A family trip to France and Italy fuelled his interest in preserving Beirut’s architectural heritage. He was struck by European efforts to conserve traditionally built environments. “I was jealous of what they had and how they were doing things,” Mrad says.

Upon his return, he began photographing the traditional homes of Gemmayze and Mar Mikhael. These adjoining districts around the Beirut port are emblematic of the city’s cosmopolitan identity, and were hubs for the city’s creative and hospitality sectors. But the area was neglected by real estate developers in Lebanon’s post-war years, thus preserving much of its original architecture.

“We have so many architectural styles. The traditional homes built before the 1920s often blended international styles with local architecture,” says Mrad. “I wanted to understand the vibe of the street, and why every street felt so different.”

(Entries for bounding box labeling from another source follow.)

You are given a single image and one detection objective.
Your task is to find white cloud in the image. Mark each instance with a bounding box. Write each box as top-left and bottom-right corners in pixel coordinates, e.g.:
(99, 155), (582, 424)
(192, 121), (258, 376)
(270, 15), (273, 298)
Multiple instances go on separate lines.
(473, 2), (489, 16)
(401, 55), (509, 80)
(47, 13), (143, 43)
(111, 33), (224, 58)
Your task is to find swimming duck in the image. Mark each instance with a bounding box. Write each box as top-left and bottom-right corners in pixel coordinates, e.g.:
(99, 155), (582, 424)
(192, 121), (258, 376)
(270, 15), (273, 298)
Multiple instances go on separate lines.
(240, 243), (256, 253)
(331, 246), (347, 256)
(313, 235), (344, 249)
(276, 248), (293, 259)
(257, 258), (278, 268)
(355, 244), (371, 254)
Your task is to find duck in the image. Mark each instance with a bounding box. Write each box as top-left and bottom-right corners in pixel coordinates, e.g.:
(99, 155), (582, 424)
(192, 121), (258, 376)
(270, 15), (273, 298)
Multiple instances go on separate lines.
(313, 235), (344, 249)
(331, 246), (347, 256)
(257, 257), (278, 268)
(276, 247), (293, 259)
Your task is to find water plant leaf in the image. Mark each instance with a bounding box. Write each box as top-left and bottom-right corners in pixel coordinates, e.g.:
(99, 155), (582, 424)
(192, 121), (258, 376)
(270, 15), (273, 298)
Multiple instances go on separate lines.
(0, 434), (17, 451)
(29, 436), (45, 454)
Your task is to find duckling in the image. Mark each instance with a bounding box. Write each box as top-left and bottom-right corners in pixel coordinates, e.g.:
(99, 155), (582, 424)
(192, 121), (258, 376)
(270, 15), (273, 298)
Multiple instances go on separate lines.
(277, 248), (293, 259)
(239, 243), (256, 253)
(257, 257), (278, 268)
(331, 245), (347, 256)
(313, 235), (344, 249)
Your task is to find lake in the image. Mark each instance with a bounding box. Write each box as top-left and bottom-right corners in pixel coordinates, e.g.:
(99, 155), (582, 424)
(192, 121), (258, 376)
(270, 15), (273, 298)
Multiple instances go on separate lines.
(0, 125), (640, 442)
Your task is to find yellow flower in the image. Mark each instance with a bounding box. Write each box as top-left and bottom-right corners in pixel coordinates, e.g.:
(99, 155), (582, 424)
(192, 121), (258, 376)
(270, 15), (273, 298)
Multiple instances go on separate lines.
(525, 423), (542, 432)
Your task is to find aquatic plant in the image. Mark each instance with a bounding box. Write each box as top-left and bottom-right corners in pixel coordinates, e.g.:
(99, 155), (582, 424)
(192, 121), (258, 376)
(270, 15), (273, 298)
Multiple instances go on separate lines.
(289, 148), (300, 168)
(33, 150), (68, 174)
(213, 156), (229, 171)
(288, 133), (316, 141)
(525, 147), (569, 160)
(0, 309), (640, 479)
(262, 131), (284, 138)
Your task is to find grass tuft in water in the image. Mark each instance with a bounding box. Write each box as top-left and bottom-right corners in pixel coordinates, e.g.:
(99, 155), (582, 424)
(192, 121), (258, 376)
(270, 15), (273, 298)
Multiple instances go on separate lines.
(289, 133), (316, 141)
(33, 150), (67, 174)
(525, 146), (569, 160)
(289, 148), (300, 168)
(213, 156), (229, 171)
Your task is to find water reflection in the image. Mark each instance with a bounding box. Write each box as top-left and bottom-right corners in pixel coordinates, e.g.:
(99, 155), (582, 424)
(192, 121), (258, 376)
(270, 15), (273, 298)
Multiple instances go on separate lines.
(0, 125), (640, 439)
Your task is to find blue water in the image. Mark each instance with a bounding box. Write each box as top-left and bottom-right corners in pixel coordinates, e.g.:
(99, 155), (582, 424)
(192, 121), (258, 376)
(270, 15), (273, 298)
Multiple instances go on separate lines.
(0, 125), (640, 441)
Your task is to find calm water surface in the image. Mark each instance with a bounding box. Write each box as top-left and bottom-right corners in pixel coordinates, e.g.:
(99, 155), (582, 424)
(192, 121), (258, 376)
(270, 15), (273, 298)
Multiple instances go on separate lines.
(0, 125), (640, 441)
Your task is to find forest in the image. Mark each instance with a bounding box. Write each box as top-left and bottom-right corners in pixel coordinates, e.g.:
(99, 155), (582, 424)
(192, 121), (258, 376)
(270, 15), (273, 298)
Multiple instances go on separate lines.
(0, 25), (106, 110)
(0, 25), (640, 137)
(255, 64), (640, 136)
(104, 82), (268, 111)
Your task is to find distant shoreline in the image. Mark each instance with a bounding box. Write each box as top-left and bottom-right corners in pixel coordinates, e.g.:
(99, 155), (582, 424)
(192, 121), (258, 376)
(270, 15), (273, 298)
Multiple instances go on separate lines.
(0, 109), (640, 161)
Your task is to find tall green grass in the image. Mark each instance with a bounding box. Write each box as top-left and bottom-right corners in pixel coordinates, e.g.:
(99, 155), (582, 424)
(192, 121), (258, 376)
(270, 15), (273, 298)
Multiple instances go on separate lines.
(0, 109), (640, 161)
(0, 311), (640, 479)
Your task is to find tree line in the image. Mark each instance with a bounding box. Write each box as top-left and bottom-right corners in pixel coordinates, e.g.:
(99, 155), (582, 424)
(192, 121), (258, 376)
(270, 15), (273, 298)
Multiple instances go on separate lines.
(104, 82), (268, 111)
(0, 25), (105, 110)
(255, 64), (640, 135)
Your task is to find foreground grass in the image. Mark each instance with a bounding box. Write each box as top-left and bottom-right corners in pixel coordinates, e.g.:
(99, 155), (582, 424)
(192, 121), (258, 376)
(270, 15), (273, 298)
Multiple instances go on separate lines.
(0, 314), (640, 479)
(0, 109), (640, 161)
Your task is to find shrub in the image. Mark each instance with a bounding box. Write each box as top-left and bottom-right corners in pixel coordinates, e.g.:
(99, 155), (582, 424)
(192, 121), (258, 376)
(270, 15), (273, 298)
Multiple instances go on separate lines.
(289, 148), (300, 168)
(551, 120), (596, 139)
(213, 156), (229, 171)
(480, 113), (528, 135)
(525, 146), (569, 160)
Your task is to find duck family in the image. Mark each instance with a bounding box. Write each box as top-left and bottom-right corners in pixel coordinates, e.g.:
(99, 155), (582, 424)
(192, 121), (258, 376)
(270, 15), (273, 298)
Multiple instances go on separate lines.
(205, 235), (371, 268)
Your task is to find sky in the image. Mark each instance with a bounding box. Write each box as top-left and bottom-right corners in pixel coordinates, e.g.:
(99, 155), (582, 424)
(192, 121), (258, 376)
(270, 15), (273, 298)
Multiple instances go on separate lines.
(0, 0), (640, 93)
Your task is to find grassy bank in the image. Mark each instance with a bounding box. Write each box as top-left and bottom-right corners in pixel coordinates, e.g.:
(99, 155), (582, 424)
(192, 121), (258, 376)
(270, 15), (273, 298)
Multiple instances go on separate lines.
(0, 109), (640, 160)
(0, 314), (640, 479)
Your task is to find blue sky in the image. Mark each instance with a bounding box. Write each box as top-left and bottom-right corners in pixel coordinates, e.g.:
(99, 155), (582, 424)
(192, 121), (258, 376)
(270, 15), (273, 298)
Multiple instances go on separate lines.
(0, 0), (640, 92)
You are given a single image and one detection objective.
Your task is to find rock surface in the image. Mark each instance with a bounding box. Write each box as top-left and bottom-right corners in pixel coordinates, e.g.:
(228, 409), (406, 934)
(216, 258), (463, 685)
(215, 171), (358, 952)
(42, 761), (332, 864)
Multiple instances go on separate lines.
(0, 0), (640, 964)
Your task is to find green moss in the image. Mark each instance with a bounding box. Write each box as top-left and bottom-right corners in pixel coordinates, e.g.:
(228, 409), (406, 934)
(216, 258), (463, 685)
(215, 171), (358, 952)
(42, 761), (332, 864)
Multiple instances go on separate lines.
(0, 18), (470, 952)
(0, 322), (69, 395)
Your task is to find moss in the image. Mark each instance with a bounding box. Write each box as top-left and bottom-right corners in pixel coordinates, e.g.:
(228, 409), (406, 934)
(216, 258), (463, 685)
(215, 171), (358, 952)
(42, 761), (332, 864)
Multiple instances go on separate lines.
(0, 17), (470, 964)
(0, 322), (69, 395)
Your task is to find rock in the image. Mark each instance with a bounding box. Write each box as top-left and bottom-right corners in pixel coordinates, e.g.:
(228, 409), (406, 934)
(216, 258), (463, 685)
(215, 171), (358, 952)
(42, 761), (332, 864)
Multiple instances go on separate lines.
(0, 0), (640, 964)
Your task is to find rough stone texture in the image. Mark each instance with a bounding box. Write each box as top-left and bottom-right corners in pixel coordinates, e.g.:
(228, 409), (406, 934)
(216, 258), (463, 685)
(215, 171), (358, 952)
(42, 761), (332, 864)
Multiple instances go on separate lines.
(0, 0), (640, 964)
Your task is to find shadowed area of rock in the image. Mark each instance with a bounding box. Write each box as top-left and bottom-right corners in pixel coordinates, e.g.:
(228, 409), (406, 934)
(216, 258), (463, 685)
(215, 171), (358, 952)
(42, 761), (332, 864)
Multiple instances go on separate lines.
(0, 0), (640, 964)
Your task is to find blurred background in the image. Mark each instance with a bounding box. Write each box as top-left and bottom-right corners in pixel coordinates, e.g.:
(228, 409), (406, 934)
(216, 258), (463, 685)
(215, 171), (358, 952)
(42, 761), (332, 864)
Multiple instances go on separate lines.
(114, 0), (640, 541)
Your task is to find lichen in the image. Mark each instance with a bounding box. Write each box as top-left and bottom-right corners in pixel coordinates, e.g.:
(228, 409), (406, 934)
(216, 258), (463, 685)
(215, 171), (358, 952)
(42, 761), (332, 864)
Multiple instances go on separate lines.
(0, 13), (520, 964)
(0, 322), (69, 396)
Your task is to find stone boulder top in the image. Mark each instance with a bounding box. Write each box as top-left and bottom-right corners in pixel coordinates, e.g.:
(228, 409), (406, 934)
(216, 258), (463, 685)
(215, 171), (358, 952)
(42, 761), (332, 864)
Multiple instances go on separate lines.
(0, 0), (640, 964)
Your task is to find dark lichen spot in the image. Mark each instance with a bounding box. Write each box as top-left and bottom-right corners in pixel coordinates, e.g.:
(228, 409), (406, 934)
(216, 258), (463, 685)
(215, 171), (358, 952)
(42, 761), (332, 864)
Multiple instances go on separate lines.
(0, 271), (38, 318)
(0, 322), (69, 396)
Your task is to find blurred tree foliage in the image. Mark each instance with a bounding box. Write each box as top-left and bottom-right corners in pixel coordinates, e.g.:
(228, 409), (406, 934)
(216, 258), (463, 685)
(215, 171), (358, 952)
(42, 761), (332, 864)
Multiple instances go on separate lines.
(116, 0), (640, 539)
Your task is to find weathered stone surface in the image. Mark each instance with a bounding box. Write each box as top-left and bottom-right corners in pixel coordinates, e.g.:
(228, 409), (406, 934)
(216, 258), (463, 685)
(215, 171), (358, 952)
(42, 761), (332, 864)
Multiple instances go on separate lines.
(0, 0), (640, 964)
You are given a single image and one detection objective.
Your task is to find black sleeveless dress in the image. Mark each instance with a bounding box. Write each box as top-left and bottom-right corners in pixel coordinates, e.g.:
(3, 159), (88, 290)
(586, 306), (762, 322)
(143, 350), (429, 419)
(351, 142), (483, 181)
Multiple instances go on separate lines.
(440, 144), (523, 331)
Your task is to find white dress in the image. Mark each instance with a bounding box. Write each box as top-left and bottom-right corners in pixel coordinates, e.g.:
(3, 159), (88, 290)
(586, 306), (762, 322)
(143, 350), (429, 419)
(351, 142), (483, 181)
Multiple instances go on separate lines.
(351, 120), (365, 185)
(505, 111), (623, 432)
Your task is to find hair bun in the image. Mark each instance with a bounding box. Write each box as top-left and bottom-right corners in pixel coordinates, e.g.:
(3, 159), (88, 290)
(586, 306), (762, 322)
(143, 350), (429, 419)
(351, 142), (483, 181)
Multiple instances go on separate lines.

Then, while working as a photographer for a property developer, he gained access to little-known views of Beirut’s skyline, from private high-rise apartments. This gave him new angles from which to document the city’s heritage homes. “Everyone thinks I shoot with a drone, but it’s from balconies. I don’t even know how to operate a drone,” Mrad says with a laugh.

Mrad gained an Instagram following, which grew at the start of the pandemic. But the real attention came after the Beirut blast.

On August 4, Mrad was riding through Mar Mikhael, and was propelled off his Vespa by the explosion. That same evening, and in the following days, Mrad would retrace his footsteps before the city’s destruction, documenting the damage to the homes he had so cherished.

Mrad attributes the success of this series to the fact he could publish fresh comparisons of the homes before they were destroyed.

“It was as if I had shot the buildings hours before and hours after the blast, so you could see the real extent of the damage” he says.

Journalistic or documentary images of the blast highlighted the humanitarian toll of the catastrophe. There were photographs of dust-covered and injured civilians roaming through smog, or of babies born in shattered hospitals.

But Mrad’s images stand out for their stillness, and the near absence of human life. “The damage that was evident to the architecture was the best way to show the damage and what happened to us,” he says. “It is more effective than showing people who were injured.”

Rather, photography has allowed Mrad to capture what he believes is at stake for the city’s identity. “The social fabric has been torn apart. We’ve lost the life around these buildings, I don’t know if we can ever recover it.”